Policy-makers, system leaders, academics, front-line clinicians and the public share a common goal of promoting the best possible mental health for Canadian youth and their families, but often have different perspectives on what needs to change and how to bring about this change. This panel will tackle important and challenging questions including; How can we create a more sustainable mental health system? What steps do we need to take to co-create a family-centred, clinician/physician-informed mental health system? Can we improve access and simultaneously improve the quality of care? Can we implement change without burning out front-line clinicians? How can seeing mental health differently be a catalyst for the needed change?

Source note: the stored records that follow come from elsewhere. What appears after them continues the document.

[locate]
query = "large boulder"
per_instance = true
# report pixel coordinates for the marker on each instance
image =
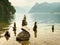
(23, 36)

Hosted in partnership with the Dalhousie Faculty of Health.
About the speakers
|Dr. Sabina Abidi is an associate professor of psychiatry at Dalhousie Medical School. Although still early in her career she is the head of the IWK Youth Psychosis Program, the division head of Outpatient Services for the IWK Mental Health and Addictions Program, and the associate chief of the Division of Child and Adolescent Psychiatry at Dalhousie University. Dr Abidi’s passion lies in early intervention for psychotic disorders in children and youth demonstrated through her work in clinical, academic, and research spheres. Dr. Abidi is also co-leading system change and program development such as implementation of lean medicine initiatives in the IWK Community Mental Health and Addictions Program. These initiatives aim to introduce system improvement in both access and quality of patient and family care for those with psychiatric illness|
Jill Chorney (chair)
|Jill Chorney, PhD RPsych is a Psychologist and Researcher at Dalhousie and the IWK Health Centre. As faculty in the Behavior Change and HealthxChange Institutes, Dr. Chorney's expertise is in supporting behavior change at the client, family, and healthcare provider level. Dr. Chorney routinely conducts research that is at the intersection of evidence and practice and has been funded by the Canadian Institutes for Health Research, the Nova Scotia Heath Research Foundation and the United States National Institutes of Health.|
|Dr. Sharon Clark, Registered Psychologist, is the Advanced Practice Leader of the Choice and Partnership Approach (CAPA) within the Mental Health and Addictions program at the IWK Health Centre in Halifax, Nova Scotia. Dr. Clark is leading the implementation of CAPA across mental health and addiction services within the IWK, and is the provincial clinical lead for CAPA. Clinically, she has worked in community outpatient clinics, day treatment, inpatient, and residential treatment areas. Her research interests focus on improvements to mental health services for children, youth, and their families. Currently she is co-leading Lean quality and access to care system-improvements.|
|Sue Goyette lives in Halifax and has published six books of poems and a novel. Her latest collection is Penelope (Gaspereau Press, 2017). She has been nominated for the 2014 Griffin Poetry Prize and the Governor General’s Award and has won several awards including the 2015 Lieutenant Governor of Nova Scotia Masterworks Arts Award for her collection, Ocean. Sue teaches in the Creative Writing Program at Dalhousie University and is currently a graduate student in the Women and Gender Studies Program at Saint Mary’s University.|
IWK Director of Mental Health and Addictions
About the series
Policy Matters is a weekly panel discussion on major policy issues presented by the MacEachen Institute for Public Policy and Governance. Each discussion features thought leaders from civil society and focuses on one of the Institute's four research themes – Civic Engagement, Atlantic Canada and the World, Health Systems and Governance and Smart Infrastructure. Held each Tuesday from September 11 to November 6, the discussions take place in room 1011 of the Kenneth C. Rowe Management Building at Dalhousie, from 12:00 pm – 1:30 pm. The events are designed to encourage public engagement with local, national and international policy issues and are open to the public.